Solved – Interpreting a scatter plot of ranks with a particular structure

correlationscatterplotspearman-rho

I am conducting correlation analysis on variables that I cannot assume to be normally distributed, so I am using Spearman's rank correlation instead of Pearson's. The two variables do not seem to be correlated (r = 0.05), yet I am seeing a quite particular structure in the scatterplot of ranks: the scatterplot of ranks

As you can see, around the middle of the ranks (500; these are 1000 data points), there seems to be a positively skewed cloud, which is surrounded by a square (or at least four corner-patches) of points.

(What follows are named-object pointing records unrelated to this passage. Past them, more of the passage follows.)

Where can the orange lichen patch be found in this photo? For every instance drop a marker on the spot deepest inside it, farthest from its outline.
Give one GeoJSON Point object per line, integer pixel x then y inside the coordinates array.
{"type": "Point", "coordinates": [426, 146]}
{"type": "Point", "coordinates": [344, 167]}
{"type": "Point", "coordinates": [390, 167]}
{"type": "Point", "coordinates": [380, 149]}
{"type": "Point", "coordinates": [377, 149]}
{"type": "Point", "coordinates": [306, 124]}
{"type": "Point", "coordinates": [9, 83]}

Is anyone familiar with such a structure? Does this simply mean I should reject outliers on either one of the axes?

Best Answer

If you look at your scatterplot again, you will see that this is not so much corners of a square as it is a kind of an X pattern. As Maartin Buis notes in the comments, this plot looks like it has two groups of data points, one of which has a strong positive relationship between the variables, and one of which has a slightly less strong negative relationship between the variables. If these groups are of roughly the same sizes (which they appear to be) then these correlations cancel out in the aggregate and so you are getting a result that shows low sample correlation.

In view of this, I would suggest you look for a third binary variable that might account for the apparent groups in this plot. You could try plotting your data again, but colouring them by any available binary variables, and see if this demarcates two groups with positive and negative correlation. If this is not available in your data then it might just be a case where you have a lurking variable that is causing mischief.